Rain hammers at the window as Androulla hoists herself up onto the examination table. It spans the wall of a utilitarian office above Makarios Avenue, a street vibrant with swimwear shops and, now, girls shrieking to escape the weather. The window rattles. Turning her head, Androulla notes that its sill could do with a clean.

“We’ll check everything,” the doctor says, brandishing his transducer, “to be sure. Lay back.”

Androulla draws her knees up. The paper towel shifts up the table with her, and she leans forward to straighten it. As though oblivious, the doctor advances. Androulla stammers apologies as she fumbles with her zip. She didn’t know, when she pulled on her jeans this morning, that she would be shimmying out of them on her back. If she had, she might have worn looser trousers. Or accepted her mother’s offer to accompany her to this appointment.

“For all the cowboys they have here,” Olympia had muttered, this morning.

“Lift up,” the doctor says.

Olympia is wrong about Cyprus, Androulla tells herself as she pulls up her top. Her first short sleeve of the year. The rain comes harder at the window.

“Up,” the doctor repeats, exposing the band of Androulla’s bra.

Her cheeks warm to a matching red. Before she can ask the doctor what he is doing, why he needs to see her undressed, he spurts cold gel onto her stomach.

“Relax.”

“Sorry. It tickles,” she says, as her gasp gives way to a giggle.

He is rubbing the gel around her stomach with the nose of the transducer, making her tense up.

“Relax,” he says again, this time looking away.

She follows his gaze along the wire to a hulking grey machine. On top of it, a screen echoes her insides in black-and-white. She turns her eyes up to the ceiling, commanding her body to soften as the transducer digs deeper into her abdomen. Her bladder cries out, sharply.

“Okay,” the doctor murmurs.

Androulla catches the scent of coffee on his breath. The pressure moves higher up her torso, over her belly button and ribs. As he comes to her breasts, she stills. She takes in his grey stubble and his sun-ripened skin, the rectangular lenses through which he is staring back at her. The cold creeps over her chest before he retracts his transducer.

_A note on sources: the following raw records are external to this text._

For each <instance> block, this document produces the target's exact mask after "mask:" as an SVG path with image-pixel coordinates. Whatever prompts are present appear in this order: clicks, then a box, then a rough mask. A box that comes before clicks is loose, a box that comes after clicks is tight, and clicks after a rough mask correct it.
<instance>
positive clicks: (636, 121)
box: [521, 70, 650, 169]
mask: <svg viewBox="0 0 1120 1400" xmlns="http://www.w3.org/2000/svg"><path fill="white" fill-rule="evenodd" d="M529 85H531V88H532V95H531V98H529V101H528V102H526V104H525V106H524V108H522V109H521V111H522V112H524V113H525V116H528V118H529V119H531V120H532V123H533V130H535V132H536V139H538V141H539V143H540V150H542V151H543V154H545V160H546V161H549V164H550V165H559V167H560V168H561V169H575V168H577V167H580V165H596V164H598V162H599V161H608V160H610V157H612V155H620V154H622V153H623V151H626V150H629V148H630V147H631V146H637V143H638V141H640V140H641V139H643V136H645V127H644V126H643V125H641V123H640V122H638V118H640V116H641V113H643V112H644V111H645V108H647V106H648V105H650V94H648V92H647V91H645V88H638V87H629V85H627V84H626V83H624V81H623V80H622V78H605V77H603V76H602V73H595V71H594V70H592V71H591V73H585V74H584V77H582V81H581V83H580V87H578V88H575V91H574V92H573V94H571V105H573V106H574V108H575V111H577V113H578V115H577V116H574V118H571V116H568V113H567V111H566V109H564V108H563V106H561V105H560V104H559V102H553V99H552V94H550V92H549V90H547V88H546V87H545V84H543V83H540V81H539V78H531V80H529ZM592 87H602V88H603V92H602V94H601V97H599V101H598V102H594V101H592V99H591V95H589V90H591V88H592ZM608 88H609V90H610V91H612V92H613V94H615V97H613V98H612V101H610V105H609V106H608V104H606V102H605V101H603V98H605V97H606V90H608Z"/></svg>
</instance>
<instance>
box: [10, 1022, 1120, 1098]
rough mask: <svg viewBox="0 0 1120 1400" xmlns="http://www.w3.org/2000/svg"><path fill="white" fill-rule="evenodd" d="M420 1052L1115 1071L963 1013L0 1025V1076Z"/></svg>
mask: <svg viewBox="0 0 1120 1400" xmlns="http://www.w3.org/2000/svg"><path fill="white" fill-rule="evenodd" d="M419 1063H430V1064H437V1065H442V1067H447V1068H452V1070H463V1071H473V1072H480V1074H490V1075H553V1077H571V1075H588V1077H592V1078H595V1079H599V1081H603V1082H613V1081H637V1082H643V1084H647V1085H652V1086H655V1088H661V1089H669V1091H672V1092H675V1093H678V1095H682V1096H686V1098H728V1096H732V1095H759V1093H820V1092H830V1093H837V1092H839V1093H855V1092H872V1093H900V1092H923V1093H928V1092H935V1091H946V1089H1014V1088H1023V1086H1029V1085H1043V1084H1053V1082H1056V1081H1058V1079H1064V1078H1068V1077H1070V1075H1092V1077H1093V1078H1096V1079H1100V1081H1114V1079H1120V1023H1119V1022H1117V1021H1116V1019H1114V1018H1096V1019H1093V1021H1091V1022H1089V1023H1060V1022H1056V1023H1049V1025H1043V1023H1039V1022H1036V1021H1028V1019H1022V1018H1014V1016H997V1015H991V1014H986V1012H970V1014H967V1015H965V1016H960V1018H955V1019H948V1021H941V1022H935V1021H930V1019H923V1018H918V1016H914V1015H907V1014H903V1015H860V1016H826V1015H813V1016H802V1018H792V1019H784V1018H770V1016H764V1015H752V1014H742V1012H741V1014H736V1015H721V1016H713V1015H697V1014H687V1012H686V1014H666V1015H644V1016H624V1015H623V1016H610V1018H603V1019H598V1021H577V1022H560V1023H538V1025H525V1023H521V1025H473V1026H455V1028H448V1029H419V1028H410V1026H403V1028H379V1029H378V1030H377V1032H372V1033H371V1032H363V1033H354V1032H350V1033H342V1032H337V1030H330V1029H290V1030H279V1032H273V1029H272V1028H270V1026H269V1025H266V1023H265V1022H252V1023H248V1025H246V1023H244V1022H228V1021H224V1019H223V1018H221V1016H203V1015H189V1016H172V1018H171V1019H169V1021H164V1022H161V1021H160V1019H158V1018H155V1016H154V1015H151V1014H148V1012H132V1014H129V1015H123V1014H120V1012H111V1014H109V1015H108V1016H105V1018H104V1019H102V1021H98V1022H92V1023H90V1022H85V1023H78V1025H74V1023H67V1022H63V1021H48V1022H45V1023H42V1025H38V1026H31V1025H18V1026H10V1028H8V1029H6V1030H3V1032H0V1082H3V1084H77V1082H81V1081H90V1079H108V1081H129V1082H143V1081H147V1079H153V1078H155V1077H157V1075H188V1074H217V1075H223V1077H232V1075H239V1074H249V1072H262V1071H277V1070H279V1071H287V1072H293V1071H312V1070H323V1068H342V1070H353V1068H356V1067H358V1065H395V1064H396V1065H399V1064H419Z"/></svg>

“Turn your head,” he says.

Heart thudding, she looks to the window. It is a panel of grey, a rare sight in Cyprus. Androulla wills the rain to wash away her discomfort as the pressure returns to her neck. This is it, she thinks. The doctor pauses over the lump that she has been prodding for days. It isn’t a visible protrusion, but one that she felt as she rubbed at the base of her neck. A hardened ball, about the size of a pea, that slid out from under her finger like it didn’t want to be discovered. Not until it had grown, Androulla feared, into something larger and altogether more sinister.

The doctor lets out a grunt. She looks sideways at him. He is leaning closer to the screen, pressing harder at her neck until the growth catches and she whimpers.

“Turn on the other side,” he instructs her, pulling back.

Androulla does as he says. “Am I okay?” she asks, in a voice made small by the weight upon her windpipe.

The doctor keeps his lips pressed firm until the machine gives him an invisible sign.

Finally, he lifts her right forearm. “Where was the previous cyst?” he asks.

She points to the pink-white scar beneath her elbow, grimacing at its tenderness under the transducer. Then she exhales.

“Okay,” the doctor says, as he hangs it up.